Auditor General Jack Wagner said about one-fifth of Pennsylvania's school districts have recently been involved with interest rate "swaps," a practice he said the Legislature should ban.
Wagner said that 107 school districts and 86 other local governmental bodies reported having entered into swap agreements over a recent six-year period.
Swaps theoretically provide a hedge against large increases in certain interest rates, but Wagner likened the complex financial deals to gambling and called them "toxic products" that should not involve public funds. He said local governments and school districts should terminate any such swaps currently in place and pursue other forms of financing.
"The risk outweighs the benefit," Wagner said Wednesday. "It's not a minor risk, it's a significant risk and public officials are no match for investment bankers."

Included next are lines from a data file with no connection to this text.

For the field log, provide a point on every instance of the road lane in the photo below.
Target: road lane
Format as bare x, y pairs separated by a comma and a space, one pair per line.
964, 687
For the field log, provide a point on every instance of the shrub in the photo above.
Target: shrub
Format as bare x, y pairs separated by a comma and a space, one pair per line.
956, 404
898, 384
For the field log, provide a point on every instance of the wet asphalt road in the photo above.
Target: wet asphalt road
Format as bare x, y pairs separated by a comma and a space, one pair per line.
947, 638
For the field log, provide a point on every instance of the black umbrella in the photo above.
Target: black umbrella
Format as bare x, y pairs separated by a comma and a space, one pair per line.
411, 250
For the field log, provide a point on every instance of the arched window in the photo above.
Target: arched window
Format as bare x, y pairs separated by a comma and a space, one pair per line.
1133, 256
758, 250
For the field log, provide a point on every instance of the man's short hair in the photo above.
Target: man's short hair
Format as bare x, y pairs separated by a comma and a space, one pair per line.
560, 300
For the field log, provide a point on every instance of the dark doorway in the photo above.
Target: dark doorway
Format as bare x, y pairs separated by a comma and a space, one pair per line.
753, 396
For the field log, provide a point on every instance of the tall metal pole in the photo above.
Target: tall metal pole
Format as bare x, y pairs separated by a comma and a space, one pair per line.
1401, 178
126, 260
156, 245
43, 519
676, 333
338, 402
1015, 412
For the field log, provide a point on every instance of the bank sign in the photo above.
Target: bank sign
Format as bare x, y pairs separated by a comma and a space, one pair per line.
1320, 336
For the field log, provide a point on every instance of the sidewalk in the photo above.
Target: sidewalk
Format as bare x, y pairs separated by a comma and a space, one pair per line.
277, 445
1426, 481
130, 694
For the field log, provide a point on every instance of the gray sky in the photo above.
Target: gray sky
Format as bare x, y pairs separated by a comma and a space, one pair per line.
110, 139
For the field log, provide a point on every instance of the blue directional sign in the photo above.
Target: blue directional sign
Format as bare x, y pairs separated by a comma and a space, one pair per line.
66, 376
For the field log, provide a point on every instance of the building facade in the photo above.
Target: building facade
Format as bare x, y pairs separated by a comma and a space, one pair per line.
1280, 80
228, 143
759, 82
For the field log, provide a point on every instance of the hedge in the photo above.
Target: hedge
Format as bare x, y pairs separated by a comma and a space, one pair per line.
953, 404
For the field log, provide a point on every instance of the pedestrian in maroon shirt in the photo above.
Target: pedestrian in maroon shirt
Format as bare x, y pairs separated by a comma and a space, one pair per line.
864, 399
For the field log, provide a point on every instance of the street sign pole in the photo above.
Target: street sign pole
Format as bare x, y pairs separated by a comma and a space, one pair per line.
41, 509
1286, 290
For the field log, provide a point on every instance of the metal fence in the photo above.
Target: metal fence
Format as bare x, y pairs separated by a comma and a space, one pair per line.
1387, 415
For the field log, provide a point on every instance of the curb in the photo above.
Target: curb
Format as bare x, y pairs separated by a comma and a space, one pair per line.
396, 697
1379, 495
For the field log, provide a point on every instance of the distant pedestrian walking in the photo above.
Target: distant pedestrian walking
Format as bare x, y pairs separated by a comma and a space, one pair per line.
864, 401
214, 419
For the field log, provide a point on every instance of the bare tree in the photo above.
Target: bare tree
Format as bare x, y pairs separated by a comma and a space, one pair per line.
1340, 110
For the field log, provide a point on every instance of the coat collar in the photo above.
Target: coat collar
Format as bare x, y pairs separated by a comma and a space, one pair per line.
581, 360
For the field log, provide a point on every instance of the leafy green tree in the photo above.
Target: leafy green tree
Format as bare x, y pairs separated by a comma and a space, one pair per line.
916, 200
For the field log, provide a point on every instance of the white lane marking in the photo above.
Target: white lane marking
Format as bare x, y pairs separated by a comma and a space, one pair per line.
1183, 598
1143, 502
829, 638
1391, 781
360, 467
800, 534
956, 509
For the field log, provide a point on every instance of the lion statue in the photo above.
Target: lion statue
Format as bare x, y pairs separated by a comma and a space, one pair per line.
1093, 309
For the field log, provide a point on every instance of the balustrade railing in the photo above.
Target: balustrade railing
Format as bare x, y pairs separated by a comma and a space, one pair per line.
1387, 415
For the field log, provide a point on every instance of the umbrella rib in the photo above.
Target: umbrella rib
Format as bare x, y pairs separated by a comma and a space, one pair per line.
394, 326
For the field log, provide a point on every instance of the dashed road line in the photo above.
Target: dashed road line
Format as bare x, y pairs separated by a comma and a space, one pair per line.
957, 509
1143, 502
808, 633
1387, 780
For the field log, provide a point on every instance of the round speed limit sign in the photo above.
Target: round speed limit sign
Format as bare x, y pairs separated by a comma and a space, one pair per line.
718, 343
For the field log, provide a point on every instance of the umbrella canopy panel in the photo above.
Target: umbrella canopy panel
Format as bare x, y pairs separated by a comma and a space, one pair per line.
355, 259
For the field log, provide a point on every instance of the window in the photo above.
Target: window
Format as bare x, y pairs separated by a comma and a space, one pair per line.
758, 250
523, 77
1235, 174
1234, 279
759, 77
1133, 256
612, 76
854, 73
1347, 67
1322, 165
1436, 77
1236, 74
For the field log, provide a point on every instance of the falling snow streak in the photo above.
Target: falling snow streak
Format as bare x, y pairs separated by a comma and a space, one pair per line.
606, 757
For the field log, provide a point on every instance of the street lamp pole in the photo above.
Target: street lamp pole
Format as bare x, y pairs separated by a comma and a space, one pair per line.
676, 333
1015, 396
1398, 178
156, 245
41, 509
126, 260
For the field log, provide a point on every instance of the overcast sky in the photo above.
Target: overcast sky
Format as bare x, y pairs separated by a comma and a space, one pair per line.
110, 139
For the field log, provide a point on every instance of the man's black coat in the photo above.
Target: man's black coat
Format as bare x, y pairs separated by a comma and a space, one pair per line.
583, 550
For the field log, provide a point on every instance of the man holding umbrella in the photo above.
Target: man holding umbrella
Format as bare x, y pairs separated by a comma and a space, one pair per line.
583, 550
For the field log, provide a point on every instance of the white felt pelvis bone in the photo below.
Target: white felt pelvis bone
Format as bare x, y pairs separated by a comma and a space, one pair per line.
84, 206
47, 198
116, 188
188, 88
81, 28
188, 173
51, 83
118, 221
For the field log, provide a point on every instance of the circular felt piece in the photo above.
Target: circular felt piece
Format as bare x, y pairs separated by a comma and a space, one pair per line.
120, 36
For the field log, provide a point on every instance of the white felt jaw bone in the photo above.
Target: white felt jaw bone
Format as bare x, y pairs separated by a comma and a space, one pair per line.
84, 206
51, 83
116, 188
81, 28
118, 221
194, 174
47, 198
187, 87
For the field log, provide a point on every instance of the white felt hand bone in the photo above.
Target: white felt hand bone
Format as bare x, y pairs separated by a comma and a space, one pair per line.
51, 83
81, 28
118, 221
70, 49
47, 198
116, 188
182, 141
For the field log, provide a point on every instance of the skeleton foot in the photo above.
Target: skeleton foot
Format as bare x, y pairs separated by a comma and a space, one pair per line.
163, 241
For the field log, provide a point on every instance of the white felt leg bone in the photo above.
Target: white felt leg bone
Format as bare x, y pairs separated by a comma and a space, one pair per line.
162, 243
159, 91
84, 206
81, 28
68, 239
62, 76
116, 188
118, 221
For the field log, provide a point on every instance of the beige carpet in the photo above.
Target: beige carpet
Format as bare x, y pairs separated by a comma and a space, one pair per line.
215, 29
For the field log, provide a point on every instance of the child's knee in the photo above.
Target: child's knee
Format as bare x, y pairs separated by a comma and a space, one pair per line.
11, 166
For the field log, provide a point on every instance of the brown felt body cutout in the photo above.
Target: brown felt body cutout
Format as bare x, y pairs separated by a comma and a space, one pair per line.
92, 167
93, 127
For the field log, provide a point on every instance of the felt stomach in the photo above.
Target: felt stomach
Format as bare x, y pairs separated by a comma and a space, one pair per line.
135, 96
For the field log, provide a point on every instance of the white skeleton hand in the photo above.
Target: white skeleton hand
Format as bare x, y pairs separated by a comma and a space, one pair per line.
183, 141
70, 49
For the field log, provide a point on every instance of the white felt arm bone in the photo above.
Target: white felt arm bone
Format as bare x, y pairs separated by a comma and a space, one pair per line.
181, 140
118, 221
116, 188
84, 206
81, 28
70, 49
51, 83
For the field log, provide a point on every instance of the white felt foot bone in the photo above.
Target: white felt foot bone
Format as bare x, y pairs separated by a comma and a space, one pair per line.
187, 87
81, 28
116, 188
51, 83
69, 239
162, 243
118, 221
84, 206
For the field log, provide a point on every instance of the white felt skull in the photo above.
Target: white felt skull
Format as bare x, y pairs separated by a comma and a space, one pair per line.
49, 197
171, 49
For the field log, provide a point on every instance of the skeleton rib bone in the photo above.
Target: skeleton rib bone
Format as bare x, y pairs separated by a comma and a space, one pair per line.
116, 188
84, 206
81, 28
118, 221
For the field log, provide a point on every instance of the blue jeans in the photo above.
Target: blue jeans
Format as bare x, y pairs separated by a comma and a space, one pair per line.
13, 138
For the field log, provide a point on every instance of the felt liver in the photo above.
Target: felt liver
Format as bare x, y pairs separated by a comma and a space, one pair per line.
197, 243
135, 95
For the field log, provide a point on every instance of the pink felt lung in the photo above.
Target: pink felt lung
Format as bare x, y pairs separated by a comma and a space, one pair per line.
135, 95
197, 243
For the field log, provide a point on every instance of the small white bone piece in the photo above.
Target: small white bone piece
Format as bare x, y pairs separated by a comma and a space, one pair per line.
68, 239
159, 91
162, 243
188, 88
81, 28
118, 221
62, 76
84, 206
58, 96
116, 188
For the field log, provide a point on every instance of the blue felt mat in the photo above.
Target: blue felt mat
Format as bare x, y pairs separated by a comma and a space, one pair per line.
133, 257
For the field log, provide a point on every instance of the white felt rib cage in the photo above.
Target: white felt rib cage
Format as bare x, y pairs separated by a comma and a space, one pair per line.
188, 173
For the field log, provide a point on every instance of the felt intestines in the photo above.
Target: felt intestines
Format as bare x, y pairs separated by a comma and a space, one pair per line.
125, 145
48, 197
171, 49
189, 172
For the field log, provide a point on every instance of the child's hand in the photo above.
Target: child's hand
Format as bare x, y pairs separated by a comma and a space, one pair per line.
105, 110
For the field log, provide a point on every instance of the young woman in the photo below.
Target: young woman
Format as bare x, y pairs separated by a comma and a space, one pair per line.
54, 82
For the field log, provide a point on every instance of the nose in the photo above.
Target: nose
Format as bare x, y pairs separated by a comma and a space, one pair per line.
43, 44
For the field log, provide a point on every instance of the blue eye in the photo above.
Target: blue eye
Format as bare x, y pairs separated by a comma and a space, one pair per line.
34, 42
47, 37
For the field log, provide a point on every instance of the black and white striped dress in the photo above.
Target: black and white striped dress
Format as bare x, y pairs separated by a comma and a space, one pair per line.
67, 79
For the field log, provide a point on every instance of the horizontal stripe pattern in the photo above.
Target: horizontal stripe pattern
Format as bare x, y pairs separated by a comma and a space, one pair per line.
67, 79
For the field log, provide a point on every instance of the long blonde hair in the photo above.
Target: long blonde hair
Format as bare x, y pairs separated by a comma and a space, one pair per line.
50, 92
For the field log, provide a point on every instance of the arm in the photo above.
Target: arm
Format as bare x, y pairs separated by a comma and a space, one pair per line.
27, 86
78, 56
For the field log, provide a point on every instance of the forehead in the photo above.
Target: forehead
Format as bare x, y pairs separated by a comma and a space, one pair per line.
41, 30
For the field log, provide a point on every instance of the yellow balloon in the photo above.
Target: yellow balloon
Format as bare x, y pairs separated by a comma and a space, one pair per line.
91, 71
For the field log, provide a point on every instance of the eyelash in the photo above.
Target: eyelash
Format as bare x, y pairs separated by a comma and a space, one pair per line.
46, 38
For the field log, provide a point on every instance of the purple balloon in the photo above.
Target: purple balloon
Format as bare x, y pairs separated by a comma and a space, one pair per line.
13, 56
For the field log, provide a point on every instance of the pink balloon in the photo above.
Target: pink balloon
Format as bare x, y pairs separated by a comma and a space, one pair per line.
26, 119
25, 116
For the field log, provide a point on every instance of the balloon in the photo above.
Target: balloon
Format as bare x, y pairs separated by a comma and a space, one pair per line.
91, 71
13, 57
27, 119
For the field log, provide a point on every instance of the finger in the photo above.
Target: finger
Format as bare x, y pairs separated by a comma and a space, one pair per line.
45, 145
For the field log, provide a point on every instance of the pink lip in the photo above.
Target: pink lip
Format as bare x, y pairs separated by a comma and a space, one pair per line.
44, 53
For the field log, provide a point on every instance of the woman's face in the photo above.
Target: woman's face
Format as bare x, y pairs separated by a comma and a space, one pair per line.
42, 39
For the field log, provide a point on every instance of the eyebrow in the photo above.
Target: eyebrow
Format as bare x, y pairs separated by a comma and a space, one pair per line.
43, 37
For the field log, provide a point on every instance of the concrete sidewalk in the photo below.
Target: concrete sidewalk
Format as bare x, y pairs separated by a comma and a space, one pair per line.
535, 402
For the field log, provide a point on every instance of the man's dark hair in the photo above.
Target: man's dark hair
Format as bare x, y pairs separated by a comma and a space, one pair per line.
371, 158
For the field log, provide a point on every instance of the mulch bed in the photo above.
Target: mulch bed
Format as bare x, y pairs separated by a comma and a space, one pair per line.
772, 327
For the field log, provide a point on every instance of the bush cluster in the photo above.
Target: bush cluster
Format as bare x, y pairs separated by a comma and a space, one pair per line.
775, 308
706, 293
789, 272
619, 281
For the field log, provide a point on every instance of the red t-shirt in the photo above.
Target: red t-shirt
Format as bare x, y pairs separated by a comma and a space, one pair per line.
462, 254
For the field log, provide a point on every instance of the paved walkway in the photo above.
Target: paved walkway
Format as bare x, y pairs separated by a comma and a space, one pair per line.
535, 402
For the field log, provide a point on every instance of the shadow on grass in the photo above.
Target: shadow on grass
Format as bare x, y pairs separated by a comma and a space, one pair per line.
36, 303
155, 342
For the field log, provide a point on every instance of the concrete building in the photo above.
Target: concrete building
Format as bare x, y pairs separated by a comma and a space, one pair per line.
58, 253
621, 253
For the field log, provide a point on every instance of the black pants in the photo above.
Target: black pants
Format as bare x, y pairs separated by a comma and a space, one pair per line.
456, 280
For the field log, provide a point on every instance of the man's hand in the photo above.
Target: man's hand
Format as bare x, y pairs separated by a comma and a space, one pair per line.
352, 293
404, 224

The study of qualified interest rate management agreements _ or swaps _ was prompted by a $12.3 million payment to an investment bank by the Bethlehem Area School District earlier this year.
Wagner said that, in two deals, the district was hit with excessive fees and other payments and was subject to what he described as deceptive marketing tactics. In Bethlehem's case, the use of swaps cost taxpayers $15.5 million more than if the district had simply not used them at all, Wagner said.
Wagner said local governments should use a competitive process to pick financial advisers and then monitor their performance.
Dave Davare, director of research services for the Pennsylvania School Boards Association, agreed with Wagner that swaps carry substantial risk and that districts should get independent financial advice.
"By independent, I mean the person that they hire works for the district and is not making any other revenue on this transaction from anybody else involved in the transaction," Davare said.
But he said there are plenty of examples of swaps helping Pennsylvania school districts.
"For every district that you can point at like a Bethlehem ... you can turn around and point out a district that has been successful with it," Davare said. "This is not a situation where every district has lost money. Some districts have lost money primarily because they're trying to get out of them too early."